Making a Java SafeString that works with all unicode characters

by
Tags: , ,
Category:

In Java, there is an issue with String when using characters that take up more than 2 bytes in UTF-16. substring() and similar methods can split the character in the middle. I was thinking switching Strings to UTF-8 might be good, and there are currently two JEPs for Java 9 somewhat related to this. 226: UTF-8 Property Files and 254: Compact Strings.

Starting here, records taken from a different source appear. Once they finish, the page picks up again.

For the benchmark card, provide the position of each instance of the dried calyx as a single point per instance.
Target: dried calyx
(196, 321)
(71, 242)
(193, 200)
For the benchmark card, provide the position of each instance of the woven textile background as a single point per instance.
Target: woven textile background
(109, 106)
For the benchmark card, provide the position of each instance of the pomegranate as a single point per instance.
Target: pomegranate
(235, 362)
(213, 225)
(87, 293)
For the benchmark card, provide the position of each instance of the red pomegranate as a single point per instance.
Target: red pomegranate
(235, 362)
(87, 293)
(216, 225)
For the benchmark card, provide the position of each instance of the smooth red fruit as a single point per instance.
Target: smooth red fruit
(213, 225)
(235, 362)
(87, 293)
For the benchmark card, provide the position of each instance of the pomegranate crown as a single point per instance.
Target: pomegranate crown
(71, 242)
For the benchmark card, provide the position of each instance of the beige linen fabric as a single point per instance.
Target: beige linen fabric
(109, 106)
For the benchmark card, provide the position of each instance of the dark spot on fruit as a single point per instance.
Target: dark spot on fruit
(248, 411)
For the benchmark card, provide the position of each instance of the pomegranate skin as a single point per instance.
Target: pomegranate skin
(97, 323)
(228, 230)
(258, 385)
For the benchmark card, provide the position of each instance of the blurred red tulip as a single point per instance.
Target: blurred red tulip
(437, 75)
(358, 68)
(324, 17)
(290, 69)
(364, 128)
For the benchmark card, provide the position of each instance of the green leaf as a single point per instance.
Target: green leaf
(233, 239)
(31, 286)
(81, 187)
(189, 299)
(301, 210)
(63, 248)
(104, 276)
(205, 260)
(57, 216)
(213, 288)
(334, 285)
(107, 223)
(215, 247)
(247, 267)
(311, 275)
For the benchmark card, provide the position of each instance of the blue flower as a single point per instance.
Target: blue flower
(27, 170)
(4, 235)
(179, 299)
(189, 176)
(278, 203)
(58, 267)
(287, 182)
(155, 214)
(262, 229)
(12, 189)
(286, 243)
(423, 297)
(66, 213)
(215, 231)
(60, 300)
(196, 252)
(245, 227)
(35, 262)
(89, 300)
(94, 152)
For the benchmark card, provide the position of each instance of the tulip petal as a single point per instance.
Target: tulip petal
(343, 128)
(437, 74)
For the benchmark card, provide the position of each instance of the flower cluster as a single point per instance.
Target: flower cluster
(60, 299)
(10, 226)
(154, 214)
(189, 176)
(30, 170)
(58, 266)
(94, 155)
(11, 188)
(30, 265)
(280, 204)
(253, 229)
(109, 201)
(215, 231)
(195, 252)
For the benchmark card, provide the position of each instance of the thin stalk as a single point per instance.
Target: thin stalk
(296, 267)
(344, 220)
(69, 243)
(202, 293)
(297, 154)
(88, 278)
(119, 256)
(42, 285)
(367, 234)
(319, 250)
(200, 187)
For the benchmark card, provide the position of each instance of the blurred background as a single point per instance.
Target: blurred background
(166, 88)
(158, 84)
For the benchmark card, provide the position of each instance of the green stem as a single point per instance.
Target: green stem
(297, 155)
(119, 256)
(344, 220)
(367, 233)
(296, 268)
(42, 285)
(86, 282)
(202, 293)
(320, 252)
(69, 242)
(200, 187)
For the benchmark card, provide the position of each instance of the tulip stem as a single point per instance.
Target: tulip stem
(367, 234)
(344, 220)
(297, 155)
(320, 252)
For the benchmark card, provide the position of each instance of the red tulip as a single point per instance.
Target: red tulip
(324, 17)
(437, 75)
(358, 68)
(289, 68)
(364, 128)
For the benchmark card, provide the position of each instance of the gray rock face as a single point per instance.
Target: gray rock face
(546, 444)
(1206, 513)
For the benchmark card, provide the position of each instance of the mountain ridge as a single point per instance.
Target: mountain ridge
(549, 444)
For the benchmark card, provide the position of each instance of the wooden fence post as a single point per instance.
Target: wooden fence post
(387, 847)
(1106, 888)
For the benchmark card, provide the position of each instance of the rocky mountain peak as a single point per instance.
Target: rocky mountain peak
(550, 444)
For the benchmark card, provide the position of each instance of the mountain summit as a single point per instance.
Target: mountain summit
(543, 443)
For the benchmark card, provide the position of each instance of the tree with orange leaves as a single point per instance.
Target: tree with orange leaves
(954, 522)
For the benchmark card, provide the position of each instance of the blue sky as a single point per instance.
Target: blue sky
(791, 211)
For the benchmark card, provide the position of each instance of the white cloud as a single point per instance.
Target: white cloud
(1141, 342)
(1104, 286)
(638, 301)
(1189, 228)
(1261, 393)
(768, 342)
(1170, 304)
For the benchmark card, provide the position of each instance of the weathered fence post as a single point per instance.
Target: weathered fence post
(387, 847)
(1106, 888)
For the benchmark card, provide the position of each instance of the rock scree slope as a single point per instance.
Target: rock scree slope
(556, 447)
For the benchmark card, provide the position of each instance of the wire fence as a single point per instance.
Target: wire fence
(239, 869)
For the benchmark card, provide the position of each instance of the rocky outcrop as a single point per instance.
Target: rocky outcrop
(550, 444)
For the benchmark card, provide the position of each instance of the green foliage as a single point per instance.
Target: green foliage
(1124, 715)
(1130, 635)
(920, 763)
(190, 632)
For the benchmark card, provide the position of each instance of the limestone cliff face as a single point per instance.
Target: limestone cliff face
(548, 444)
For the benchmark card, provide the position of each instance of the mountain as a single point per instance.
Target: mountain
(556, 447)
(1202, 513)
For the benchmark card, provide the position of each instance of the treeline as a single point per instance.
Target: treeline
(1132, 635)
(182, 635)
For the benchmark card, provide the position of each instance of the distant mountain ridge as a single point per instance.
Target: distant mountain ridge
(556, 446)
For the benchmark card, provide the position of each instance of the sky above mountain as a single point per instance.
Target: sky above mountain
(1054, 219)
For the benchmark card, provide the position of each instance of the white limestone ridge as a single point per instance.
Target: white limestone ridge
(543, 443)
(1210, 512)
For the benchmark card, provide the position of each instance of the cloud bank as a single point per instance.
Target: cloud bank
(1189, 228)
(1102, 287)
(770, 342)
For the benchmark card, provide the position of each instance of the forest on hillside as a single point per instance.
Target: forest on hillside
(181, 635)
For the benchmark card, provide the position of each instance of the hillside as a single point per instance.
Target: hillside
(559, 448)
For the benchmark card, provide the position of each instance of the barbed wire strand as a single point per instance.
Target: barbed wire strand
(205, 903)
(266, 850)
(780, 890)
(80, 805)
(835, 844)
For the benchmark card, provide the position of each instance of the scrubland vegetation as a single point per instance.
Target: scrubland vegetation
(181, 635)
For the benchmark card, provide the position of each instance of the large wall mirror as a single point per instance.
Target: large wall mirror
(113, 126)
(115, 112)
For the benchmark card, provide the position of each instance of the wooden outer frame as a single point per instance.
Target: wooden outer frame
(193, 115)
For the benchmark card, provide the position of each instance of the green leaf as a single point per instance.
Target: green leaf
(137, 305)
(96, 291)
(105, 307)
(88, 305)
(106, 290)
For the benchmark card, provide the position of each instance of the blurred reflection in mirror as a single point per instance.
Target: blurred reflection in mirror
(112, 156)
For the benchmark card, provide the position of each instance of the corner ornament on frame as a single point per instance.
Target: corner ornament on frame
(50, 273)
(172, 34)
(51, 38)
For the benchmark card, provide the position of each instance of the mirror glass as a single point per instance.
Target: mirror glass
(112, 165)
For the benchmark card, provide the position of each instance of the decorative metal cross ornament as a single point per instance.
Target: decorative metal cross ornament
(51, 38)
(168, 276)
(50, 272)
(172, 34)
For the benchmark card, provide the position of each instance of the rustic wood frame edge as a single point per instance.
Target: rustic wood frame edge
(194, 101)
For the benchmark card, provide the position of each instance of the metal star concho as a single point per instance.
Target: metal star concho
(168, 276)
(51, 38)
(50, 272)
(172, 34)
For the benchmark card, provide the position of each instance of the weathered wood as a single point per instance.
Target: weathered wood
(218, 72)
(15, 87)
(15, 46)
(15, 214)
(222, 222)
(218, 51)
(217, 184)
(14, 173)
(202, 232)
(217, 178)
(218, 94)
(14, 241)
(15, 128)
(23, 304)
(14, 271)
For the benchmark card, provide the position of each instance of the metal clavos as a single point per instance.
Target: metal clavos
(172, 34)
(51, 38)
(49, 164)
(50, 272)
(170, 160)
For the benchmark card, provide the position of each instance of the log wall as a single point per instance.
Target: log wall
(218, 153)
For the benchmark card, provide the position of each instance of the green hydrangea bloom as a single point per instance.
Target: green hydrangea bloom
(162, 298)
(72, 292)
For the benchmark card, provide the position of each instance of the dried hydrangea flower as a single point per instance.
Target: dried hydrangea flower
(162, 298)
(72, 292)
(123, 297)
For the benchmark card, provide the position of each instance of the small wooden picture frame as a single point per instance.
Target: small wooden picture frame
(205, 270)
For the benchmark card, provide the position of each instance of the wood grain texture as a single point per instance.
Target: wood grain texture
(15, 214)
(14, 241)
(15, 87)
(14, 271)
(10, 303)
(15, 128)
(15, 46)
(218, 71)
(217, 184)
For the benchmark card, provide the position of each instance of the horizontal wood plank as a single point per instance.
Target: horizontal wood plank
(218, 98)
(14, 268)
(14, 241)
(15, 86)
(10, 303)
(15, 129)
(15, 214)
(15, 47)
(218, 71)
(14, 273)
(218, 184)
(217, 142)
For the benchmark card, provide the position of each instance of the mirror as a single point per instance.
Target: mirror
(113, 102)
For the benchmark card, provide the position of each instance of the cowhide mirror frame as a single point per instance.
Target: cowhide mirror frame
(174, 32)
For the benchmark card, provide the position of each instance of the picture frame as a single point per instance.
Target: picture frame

But thinking about this a little more, I don’t necessarily want a UTF-8 String class, but a String class that works with all unicode characters.

As a workaround, maybe a String class that does not accept characters that can’t be represented by two bytes? Or maybe a class that has “safe” methods for substring, etc.? The first option might be able to be handled by an annotation and the Checker Framework, but the second option might be easier to get going, so let’s take a look at the second option with a Safe String class.

Let’s start with a 4 character test string.

private static final int VALID_LENGTH = 4;
private String testString = new StringBuilder()
    .append("a")
    .appendCodePoint(0x10400)
    .append("cd")
    .toString();

Make sure the length() is invalid

assertNotEquals(VALID_LENGTH, testString.length());

While a safe string should pass

assertEquals(VALID_LENGTH, testSafeString.length());

Same for substring

String newString = testString.substring(2, 4);
assertNotEquals("cd", newString);
SafeString newSafeString = testSafeString.substring(2, 4);
assertEquals("cd", newSafeString.get());

Now let’s take a look at a SafeString class, with data containing the original String. To get this to work, we need the real index

private int getRealIndex(int index) {
  return data.offsetByCodePoints(0, index);
}

The following gives characterAt and substring

public int characterAt(int index) {
  return data.codePointAt(getRealIndex(index));
}
public SafeString substring(int startIndex, int endIndex) {
  int codePointStartIndex = getRealIndex(startIndex);
  int codePointEndIndex = getRealIndex(endIndex);
  String newData = data.substring(codePointStartIndex, codePointEndIndex);
  return new SafeString(newData);
}

and the length

data.codePointCount(0, data.length());

The full code is available on github.